Rivlin also referenced the upcoming festival of Pesach (Passover), and its three primary Torah commandments of the Passover offering, Matza (unleavened bread) and Marror (bitter herbs).

"Similarly, this house also stands upon three things: being servants of the public, representing the changing face of Israel, and responsibility to make decisions," he told MKs, calling on them to move on from the mudslinging of the election campaign and focus on the important issues facing the State of Israel.

"During the elections, it seems there were times that the drama occurred between politicians and other politicians, between the politicians and the media, between campaigners and spin doctors, between ‘them’, ‘you’, and ‘us’," he said, in a reference to the "them or us" campaigning employed particularly by the election's two largest opponents, the Likud and Zionist Union parties.

"But now the clashes have ended, the time has come to return focus to the main actors, the citizens of the State of Israel.  Not you seated here, whether victors or the losers, but them.  They, who have sent you here, as public servants, and not as ‘chosen to be above the people’.

"Do not forget for one minute who sent you to this place; the public’s trust is the most dearest of assets in democracy. This trust is given now into the hands of each and every one of you."

In another Pesach analogy, Rivlin drew a comparison between the diverse nature of Israeli society and the parable of the "Four Sons" read during seder night, calling on MKs to "be awake to the dramatic cultural and demographic changes, which are altering unrecognizably the face of Israeli society."

"In order to appreciate this, it is enough to take a glimpse at the current make of the first grade in our school system, the changing mix of the students; secular, religious, Arab, haredi. 

"As time passes, we must come to terms with the fact that around the ‘Israeli Seder table’ sit at least four sons and daughters; Secular, Modern Orthodox, haredi, and Arab. 

"With the formation of this Knesset, I ask of you, not to see the Israeli mosaic we have here, as a something to fight against.  On the contrary, consider this as a challenge and a purpose, which obliges all of us to find a common language and vision."

Despite that call for a "common language", however, the vast majority of MKs from the anti-Zionist Arab Joint List party walked out of the session immediately after being sworn in, effectively boycotting the recital of Israel's national anthem, Hatikvah.

Joint List head MK Ayman Odeh and MK Dov Khenin - the only Jewish MK for the party - remained for the full session.

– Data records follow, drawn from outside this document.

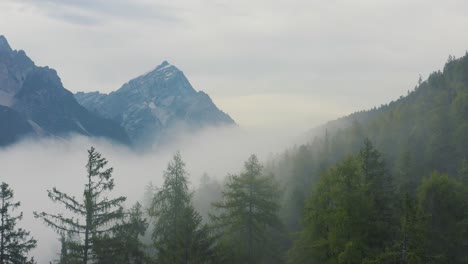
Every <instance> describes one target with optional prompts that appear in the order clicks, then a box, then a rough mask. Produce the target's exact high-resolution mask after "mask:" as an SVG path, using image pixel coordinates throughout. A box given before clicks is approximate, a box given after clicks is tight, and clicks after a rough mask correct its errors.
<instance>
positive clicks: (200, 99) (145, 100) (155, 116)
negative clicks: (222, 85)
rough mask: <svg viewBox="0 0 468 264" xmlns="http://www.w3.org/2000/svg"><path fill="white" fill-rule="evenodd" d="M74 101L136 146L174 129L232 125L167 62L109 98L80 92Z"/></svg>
mask: <svg viewBox="0 0 468 264" xmlns="http://www.w3.org/2000/svg"><path fill="white" fill-rule="evenodd" d="M75 97H76V99H77V100H78V102H79V103H80V104H81V105H83V106H84V107H86V108H87V109H88V110H90V111H91V112H95V113H98V114H100V115H101V116H102V117H105V118H109V119H112V120H114V121H116V122H118V123H119V124H120V125H121V126H122V127H123V128H124V129H125V131H126V132H127V134H128V135H129V136H130V138H131V139H132V141H133V142H134V143H135V144H137V145H142V144H147V143H148V142H153V141H154V140H156V142H157V140H158V139H163V138H164V137H165V136H167V133H169V131H171V129H172V128H174V127H176V126H183V127H185V129H190V130H193V129H196V128H201V127H205V126H217V125H234V124H235V122H234V121H233V120H232V119H231V117H229V115H227V114H225V113H224V112H222V111H221V110H219V109H218V108H217V107H216V105H215V104H214V103H213V101H212V100H211V99H210V97H209V96H208V95H207V94H206V93H204V92H201V91H198V92H197V91H195V89H193V87H192V85H191V84H190V82H189V81H188V80H187V78H186V77H185V75H184V74H183V72H182V71H180V70H179V69H177V68H176V67H175V66H173V65H171V64H169V63H168V62H167V61H164V62H163V63H162V64H161V65H159V66H157V67H156V68H155V69H154V70H152V71H150V72H148V73H146V74H144V75H141V76H139V77H137V78H135V79H133V80H131V81H129V82H127V83H125V84H124V85H123V86H122V87H121V88H120V89H118V90H117V91H115V92H112V93H110V94H108V95H107V94H101V93H98V92H92V93H83V92H80V93H77V94H75Z"/></svg>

Odeh, however, remained seated throughout the anthem.

Urging MKs to show responsibility, Rivlin concluded by emphasizing that, with elections now over, all MKs were expected to serve the interests of the wider Israeli public.

"You are not only making decisions for those who voted for you. You are making decisions for all the Israeli public," he said. "With the slightest of gesture, you can shape history, set and seal the fate and future of this people. 

"In this house, peace treaties and armistices were signed. Decisions were taken to tear many citizens from their homes. Decrees were made, and laws were passed that shaped our obligations, our rights, and our image as a people: The Basic Law: Human Rights, the law of obligatory education, of public healthcare. 

"In your hands, rests the opportunity to enact a constitution for the State of Israel."

Rivlin ended his address with a quote from the medieval codifier of Jewish law, Maimonides (Rambam) in his magnum opus, the Mishne Torah.

"This heavy responsibility rests on the shoulders of the Opposition as it does on the Government. You, all of you, now 120 leaders of the people and its judges.

"Our sages taught: 'A judge should always see himself as if a sword is drawn on his neck. He should know whom he is judging, before Whom he is judging, and Who will ultimately exact retribution from him if he deviates from the path of truth,' (Mishneh Torah, Sanhedrin 23:8). 

"In the name of the Israeli people, I pray that brotherhood and unity will be instilled between you, and you will, with humility, make wise and courageous decisions."